Re: [PATCH v1 1/2] dma: return 0 from dma_opt_mapping_size() when no real hint exists

From: Robin Murphy

Date: Tue Mar 17 2026 - 05:50:38 EST


On 2026-03-16 8:39 pm, Ionut Nechita (Wind River) wrote:
From: Ionut Nechita <ionut.nechita@xxxxxxxxxxxxx>

dma_opt_mapping_size() currently initializes its local size to SIZE_MAX
and, when neither an IOMMU nor a DMA ops opt_mapping_size callback is
present, returns min(dma_max_mapping_size(dev), SIZE_MAX). That value
is a large but finite number that has nothing to do with an optimal
transfer size — it is simply the maximum the DMA layer can map.

No, the current code is correct. dma_opt_mapping_size() represents the largest size that can be mapped without incurring any significant performance penalty (compared to smaller sizes). If the implementation has no such restriction, then the largest "efficient" size is quite obviously just the largest size in total.

Callers such as scsi_transport_sas treat the return value as a genuine
optimization hint and propagate it into Scsi_Host.opt_sectors, which in
turn becomes the block device's optimal_io_size. On SAS controllers
like mpt3sas running with IOMMU in passthrough mode the bogus value
(max_sectors << 9 = 16776704, rounded to 16773120) reaches mkfs.xfs,
which computes swidth=4095 and sunit=2. Because 4095 is not a multiple
of 2, XFS rejects the geometry with "SB stripe unit sanity check
failed", making it impossible to create filesystems during system
bootstrap.

And that is obviously a bug. There has never been any guarantee offered about the values returned by either dma_max_mapping_size() or dma_opt_mapping_size() - they could be very large, very small, and certainly do not have to be powers of 2. Say an implementation has some internal data size optimisation that makes U32_MAX its largest "efficient" size, it's free to return that, and then you'll still have the same bug regardless of this bodge.

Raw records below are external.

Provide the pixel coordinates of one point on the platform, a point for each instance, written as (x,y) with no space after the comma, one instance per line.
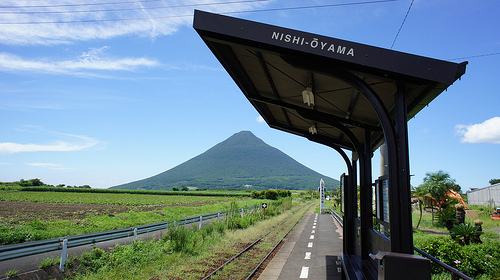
(312,252)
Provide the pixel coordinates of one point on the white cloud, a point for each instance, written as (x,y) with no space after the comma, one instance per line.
(57,146)
(53,166)
(486,132)
(64,24)
(89,61)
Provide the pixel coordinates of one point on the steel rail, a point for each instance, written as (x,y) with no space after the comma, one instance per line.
(8,252)
(253,244)
(455,273)
(273,249)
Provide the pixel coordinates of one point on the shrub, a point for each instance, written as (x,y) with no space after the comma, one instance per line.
(271,194)
(465,233)
(474,260)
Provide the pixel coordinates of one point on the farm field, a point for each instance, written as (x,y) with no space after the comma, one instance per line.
(29,216)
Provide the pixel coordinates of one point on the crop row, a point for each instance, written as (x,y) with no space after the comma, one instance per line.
(107,198)
(148,192)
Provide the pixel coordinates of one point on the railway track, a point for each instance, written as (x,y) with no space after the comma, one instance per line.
(261,250)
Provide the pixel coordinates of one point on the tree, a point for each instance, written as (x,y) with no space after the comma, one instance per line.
(494,181)
(438,185)
(421,193)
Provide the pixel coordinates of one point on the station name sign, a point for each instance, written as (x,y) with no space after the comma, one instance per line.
(313,43)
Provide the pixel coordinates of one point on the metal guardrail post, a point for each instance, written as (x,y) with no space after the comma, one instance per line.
(63,254)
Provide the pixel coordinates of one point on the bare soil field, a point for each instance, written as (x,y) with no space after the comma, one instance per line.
(27,211)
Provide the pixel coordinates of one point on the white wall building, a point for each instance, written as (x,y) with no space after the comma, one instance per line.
(489,196)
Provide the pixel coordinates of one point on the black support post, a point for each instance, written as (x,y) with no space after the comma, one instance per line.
(404,193)
(365,192)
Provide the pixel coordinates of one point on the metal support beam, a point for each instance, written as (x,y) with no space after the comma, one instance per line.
(400,204)
(365,193)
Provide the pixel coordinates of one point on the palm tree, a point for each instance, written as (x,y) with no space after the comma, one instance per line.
(438,184)
(420,192)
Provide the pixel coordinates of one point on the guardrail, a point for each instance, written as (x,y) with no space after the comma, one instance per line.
(455,273)
(44,246)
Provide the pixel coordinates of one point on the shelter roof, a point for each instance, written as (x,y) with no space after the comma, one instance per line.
(274,67)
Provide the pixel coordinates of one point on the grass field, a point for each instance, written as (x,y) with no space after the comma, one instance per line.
(28,216)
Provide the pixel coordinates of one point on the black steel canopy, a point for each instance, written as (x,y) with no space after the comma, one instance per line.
(276,68)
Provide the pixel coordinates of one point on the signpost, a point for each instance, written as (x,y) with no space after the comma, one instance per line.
(322,195)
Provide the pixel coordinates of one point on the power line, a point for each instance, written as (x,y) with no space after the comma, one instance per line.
(190,15)
(401,27)
(79,5)
(474,56)
(127,9)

Fix the actual bug, don't break common code in an attempt to paper over it that doesn't even achieve that very well.

Thanks,
Robin.

Fix this by returning 0 when no backend provides an optimal mapping size
hint. A return value of 0 unambiguously means "no preference" and lets
callers that use min() or min_not_zero() do the right thing without
special-casing.

The only other in-tree caller (nvme-pci) is adjusted in the next patch.

Fixes: a229cc14f339 ("dma-mapping: add dma_opt_mapping_size()")
Cc: stable@xxxxxxxxxxxxxxx
Signed-off-by: Ionut Nechita <ionut.nechita@xxxxxxxxxxxxx>
---
kernel/dma/mapping.c | 13 ++++++++-----
1 file changed, 8 insertions(+), 5 deletions(-)

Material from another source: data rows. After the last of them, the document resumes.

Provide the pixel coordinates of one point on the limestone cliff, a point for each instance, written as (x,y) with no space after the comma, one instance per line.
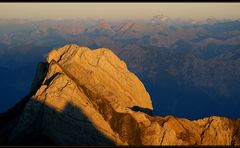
(88,97)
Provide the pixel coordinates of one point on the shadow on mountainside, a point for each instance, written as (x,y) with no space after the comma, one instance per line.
(46,126)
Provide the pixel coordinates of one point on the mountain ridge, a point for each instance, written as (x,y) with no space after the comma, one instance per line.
(75,102)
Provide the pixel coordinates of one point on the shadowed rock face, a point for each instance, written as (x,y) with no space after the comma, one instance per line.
(85,97)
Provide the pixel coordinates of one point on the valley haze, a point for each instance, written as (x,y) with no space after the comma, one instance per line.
(187,55)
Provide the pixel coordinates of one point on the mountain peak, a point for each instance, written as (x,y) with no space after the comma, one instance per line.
(88,97)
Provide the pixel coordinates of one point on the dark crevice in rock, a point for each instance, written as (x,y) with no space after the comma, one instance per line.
(144,110)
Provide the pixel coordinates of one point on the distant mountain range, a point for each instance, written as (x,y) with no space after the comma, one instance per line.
(186,67)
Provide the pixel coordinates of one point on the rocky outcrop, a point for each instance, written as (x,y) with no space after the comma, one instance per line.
(88,97)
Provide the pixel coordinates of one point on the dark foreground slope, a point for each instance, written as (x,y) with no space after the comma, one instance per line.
(85,97)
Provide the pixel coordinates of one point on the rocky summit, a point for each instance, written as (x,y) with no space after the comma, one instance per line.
(88,97)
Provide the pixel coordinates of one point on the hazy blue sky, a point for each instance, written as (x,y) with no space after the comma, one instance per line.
(118,10)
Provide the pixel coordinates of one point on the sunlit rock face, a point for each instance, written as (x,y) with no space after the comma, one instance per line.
(88,97)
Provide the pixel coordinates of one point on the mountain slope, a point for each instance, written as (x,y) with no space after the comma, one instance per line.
(85,97)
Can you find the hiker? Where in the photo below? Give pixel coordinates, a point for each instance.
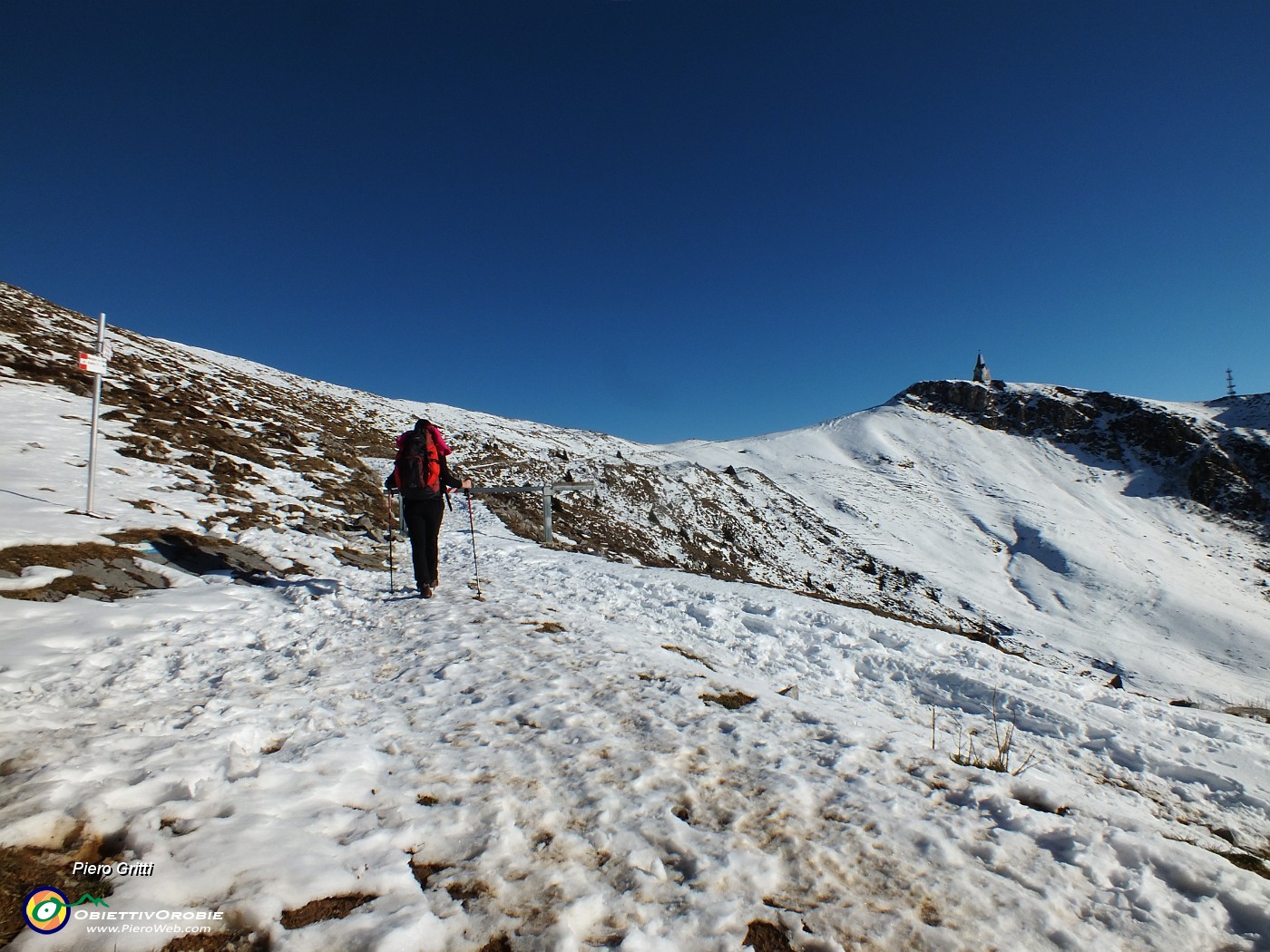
(422, 476)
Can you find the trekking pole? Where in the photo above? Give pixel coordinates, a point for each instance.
(472, 523)
(391, 546)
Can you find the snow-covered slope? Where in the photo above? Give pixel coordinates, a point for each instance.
(609, 754)
(1077, 549)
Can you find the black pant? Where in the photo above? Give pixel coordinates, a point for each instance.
(423, 524)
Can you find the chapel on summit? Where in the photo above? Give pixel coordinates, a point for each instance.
(982, 374)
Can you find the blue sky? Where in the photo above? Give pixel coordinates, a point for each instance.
(659, 219)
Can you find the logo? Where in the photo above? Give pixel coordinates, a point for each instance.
(47, 909)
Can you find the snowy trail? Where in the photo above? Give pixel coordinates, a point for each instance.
(548, 762)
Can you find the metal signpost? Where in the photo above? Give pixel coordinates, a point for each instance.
(94, 364)
(548, 491)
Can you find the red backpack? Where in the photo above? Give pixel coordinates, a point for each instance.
(418, 466)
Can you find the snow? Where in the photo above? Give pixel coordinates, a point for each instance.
(552, 763)
(1063, 549)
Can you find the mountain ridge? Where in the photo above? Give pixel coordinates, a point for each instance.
(882, 510)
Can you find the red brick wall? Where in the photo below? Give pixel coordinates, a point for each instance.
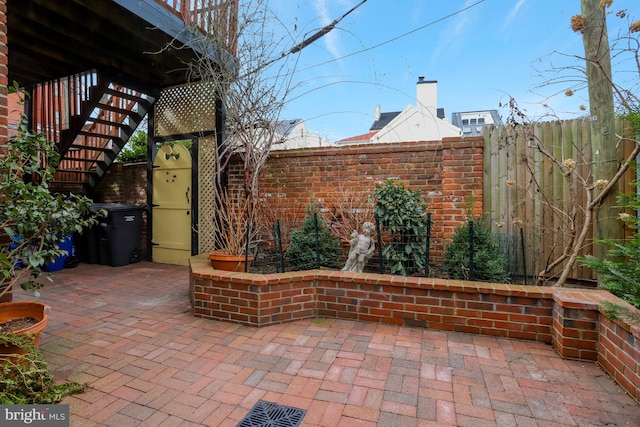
(4, 81)
(447, 173)
(569, 319)
(619, 353)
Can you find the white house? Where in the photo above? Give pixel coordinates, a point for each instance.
(421, 122)
(473, 122)
(292, 134)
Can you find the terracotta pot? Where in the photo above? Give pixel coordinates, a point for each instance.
(222, 261)
(18, 310)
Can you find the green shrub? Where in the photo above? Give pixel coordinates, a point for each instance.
(489, 264)
(301, 253)
(27, 379)
(402, 213)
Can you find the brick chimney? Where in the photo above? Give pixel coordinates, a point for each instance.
(427, 95)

diff --git a/kernel/dma/mapping.c b/kernel/dma/mapping.c
index 78d8b4039c3e6..fffa6a3f191a3 100644
--- a/kernel/dma/mapping.c
+++ b/kernel/dma/mapping.c
@@ -984,14 +984,17 @@ EXPORT_SYMBOL_GPL(dma_max_mapping_size);
size_t dma_opt_mapping_size(struct device *dev)
{
const struct dma_map_ops *ops = get_dma_ops(dev);
- size_t size = SIZE_MAX;
if (use_dma_iommu(dev))
- size = iommu_dma_opt_mapping_size();
- else if (ops && ops->opt_mapping_size)
- size = ops->opt_mapping_size();
+ return iommu_dma_opt_mapping_size();
+ if (ops && ops->opt_mapping_size)
+ return ops->opt_mapping_size();
- return min(dma_max_mapping_size(dev), size);
+ /*
+ * No backend provided an optimal size hint. Return 0 so that
+ * callers can distinguish "no hint" from a real value.
+ */
+ return 0;
}
EXPORT_SYMBOL_GPL(dma_opt_mapping_size);